Cambridge, Massachusetts and Milan, Italy-based Empatica is crowdfunding a new wristworn tracker device, Embrace, which brings clinically validated tracking methods to the consumer market. The technology has an initial primary focus on epilepsy, but is also usable for activity, stress and sleep tracking in healthy individuals and will gradually add use cases for other chronic conditions including anxiety, depression, and autism.
Empatica's Chief Scientist is Rosalind Picard, an MIT professor who formerly co-founded Affectiva. Back in late 2011, Affectiva launched an emotional arousal wearable called the Q-sensor based on Picard's research with children with epilepsy at Boston Children's Hospital. In April 2013, though, as MobiHealthNews reported at the time, Affectiva discontinued the Q-sensor and refocused the company on emotional analysis for advertising focus groups and Picard left the company and joined up with Empatica, a company founded by Italians Matteo Lai and Simone Tognetti focused on creating a similar wearable.
"To cut a long story short, we got together with Ros and we decided to do a new product together that would be good for epilepsy as well as other chronic conditions," Lai, the CEO of Empatica, told MobiHealthNews. The product they created was called the E3, and it was a clinically-focused device that has now been in use by researchers at a number of institutions including Microsoft Research, Intel, Stanford, Yale, and NASA.

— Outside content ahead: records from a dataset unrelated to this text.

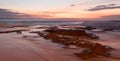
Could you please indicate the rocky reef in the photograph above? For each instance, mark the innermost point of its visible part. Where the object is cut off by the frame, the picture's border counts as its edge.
(78, 38)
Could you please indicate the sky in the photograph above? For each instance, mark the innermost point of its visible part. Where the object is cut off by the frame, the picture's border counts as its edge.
(52, 9)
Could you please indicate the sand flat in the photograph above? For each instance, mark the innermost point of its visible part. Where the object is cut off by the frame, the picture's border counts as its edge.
(13, 48)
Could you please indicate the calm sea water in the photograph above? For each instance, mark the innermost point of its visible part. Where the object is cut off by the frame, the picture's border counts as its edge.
(39, 22)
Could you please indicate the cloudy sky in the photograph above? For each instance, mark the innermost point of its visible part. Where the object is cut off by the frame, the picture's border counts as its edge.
(77, 9)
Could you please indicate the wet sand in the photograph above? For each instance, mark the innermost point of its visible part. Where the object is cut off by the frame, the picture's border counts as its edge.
(15, 48)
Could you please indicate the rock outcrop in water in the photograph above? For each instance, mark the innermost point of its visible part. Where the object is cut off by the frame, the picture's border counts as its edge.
(77, 38)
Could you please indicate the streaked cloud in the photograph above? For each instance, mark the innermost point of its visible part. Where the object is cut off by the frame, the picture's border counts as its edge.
(104, 7)
(110, 17)
(6, 13)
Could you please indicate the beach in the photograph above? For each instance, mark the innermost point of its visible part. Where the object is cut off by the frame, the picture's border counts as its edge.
(29, 45)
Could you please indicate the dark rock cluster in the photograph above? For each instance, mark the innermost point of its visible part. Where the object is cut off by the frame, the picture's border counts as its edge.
(75, 37)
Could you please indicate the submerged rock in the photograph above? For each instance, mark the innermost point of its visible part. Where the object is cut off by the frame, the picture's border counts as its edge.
(75, 38)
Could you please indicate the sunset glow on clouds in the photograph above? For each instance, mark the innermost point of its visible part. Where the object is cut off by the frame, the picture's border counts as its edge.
(83, 9)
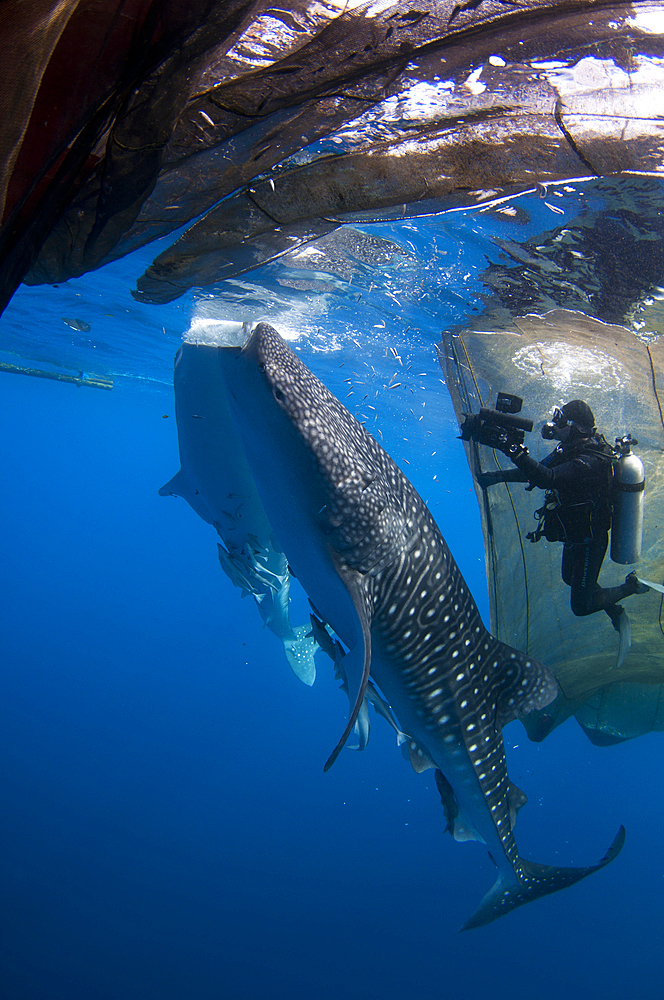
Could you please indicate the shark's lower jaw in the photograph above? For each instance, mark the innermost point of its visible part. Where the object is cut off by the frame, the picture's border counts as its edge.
(378, 570)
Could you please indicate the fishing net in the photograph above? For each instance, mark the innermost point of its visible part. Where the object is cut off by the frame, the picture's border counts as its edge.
(613, 363)
(266, 126)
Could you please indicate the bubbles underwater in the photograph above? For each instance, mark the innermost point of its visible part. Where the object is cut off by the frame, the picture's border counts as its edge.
(168, 831)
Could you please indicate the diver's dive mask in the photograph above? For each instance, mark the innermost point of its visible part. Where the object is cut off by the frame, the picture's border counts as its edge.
(558, 428)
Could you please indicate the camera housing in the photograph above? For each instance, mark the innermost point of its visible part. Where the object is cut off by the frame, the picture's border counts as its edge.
(499, 427)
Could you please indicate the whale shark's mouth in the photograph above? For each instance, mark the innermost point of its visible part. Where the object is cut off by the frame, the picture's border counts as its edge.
(217, 333)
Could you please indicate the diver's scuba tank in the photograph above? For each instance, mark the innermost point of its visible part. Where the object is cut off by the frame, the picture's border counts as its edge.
(629, 483)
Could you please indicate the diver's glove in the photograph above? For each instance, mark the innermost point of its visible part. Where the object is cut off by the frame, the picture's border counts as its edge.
(486, 479)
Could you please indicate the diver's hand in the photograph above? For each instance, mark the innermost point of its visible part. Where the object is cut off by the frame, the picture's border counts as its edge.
(486, 479)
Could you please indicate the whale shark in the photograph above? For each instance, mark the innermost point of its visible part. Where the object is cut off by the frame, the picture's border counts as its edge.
(379, 573)
(216, 481)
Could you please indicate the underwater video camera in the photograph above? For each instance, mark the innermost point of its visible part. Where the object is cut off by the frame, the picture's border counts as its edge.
(497, 428)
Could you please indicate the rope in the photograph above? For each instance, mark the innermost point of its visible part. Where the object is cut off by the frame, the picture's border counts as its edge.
(654, 386)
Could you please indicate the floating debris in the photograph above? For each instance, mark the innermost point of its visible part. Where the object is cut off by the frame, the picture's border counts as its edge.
(77, 324)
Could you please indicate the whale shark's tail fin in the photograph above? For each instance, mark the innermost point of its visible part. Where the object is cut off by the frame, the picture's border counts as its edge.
(535, 881)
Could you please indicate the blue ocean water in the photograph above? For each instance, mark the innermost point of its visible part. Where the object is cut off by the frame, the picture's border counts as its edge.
(167, 829)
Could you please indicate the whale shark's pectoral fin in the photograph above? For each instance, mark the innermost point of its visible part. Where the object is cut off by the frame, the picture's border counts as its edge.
(175, 487)
(524, 685)
(515, 799)
(383, 709)
(458, 825)
(300, 654)
(419, 758)
(534, 881)
(357, 661)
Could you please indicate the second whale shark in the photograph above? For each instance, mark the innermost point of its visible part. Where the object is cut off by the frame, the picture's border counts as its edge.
(378, 571)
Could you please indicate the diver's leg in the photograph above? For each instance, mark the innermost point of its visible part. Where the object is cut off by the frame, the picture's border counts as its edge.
(587, 596)
(583, 569)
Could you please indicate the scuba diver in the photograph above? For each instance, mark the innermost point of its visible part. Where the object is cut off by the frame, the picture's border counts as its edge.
(577, 476)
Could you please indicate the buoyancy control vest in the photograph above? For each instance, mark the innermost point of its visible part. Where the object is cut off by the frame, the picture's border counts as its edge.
(582, 505)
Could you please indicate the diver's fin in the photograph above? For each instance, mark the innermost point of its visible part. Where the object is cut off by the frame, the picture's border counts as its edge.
(537, 880)
(300, 654)
(625, 631)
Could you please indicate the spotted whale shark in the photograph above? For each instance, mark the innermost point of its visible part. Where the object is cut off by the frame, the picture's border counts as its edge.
(216, 481)
(378, 571)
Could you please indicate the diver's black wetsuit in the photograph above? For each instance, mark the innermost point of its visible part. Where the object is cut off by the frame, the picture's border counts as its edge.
(579, 471)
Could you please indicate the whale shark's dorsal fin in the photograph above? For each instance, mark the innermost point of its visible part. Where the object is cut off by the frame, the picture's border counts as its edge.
(357, 661)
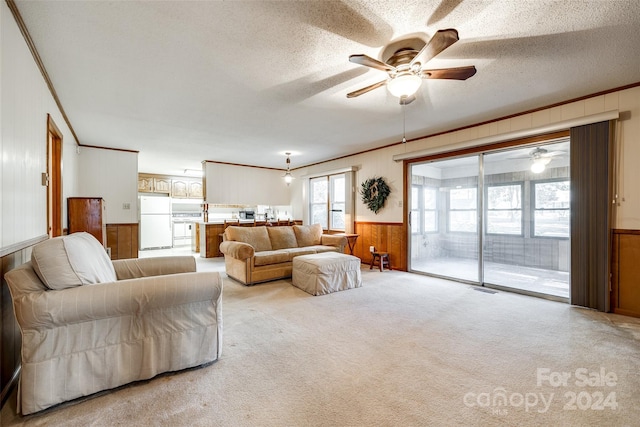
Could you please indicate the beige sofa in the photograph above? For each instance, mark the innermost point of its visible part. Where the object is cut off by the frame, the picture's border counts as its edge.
(89, 324)
(259, 254)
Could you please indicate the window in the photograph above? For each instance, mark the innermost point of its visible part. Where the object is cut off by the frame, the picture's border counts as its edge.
(424, 215)
(430, 203)
(327, 201)
(504, 209)
(318, 201)
(415, 210)
(551, 208)
(463, 205)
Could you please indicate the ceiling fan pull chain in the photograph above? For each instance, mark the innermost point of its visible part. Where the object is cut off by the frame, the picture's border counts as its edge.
(404, 123)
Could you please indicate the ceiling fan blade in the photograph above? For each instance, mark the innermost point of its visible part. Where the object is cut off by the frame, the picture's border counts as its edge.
(406, 100)
(368, 61)
(366, 89)
(459, 73)
(439, 42)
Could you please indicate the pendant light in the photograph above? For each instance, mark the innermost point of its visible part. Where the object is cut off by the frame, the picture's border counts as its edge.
(287, 176)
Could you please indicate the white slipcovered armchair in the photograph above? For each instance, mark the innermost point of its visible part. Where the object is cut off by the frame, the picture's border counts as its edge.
(89, 324)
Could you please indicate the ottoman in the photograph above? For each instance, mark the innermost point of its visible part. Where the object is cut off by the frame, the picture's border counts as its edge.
(326, 272)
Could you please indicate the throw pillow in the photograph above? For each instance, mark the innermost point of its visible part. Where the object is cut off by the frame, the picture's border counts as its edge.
(73, 260)
(308, 235)
(282, 237)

"It’s a very, very well-received sensor and it’s enabled projects that are difficult to do with lab equipment, because it’s clinically valuable data that you can get in the field," he said. "So you can give it to patients so you can get data and you can study everything from Alzheimer’s to Parkinson’s, Schizophrenia, depression, stress, anxiety, and also epilepsy and autism."
Embrace, the forthcoming consumer device based on the E3, measures monitor physiological stress, emotional arousal, sleep and physical activity, and for people with epilepsy, it detects a seizure as it begins and automatically informs a parent, caregiver, or friend so they can call for help. Lai said the company decided to transition into a consumer device because the need is so great.
"You might have quite a few friends that have epilepsy but they never told you," he said. "One in every 26 people suffers from epilepsy during their lifetime. And 1 percent of the population suffers during any given time."
Lai said that people with epilepsy often don't want to admit it or have it widely known, so the important thing in creating a consumer device was that it be easy to use but also attractive to wear. Since the company is marketing the device toanyone who might want to use it for tracking stress, activity or sleep, wearing it doesn't necessarily broadcast that the user has epilepsy.
"It’s a good looking device," he said. "It’s the first time a medical device looks beautiful and is something that you want to wear. Not something to be ashamed of or a patch that you have to hide on your body because it’s ugly to look at."
Embrace's Indiegogo campaign has already raised nearly four times its $100,000 goal. Meanwhile, Empatica is pursuing FDA clearance for the device, developing apps for additional chronic conditions, and even working on a biofeedback videogame that would be controlled via the wearable. It's also developing E4, the next generation of its clinical research device.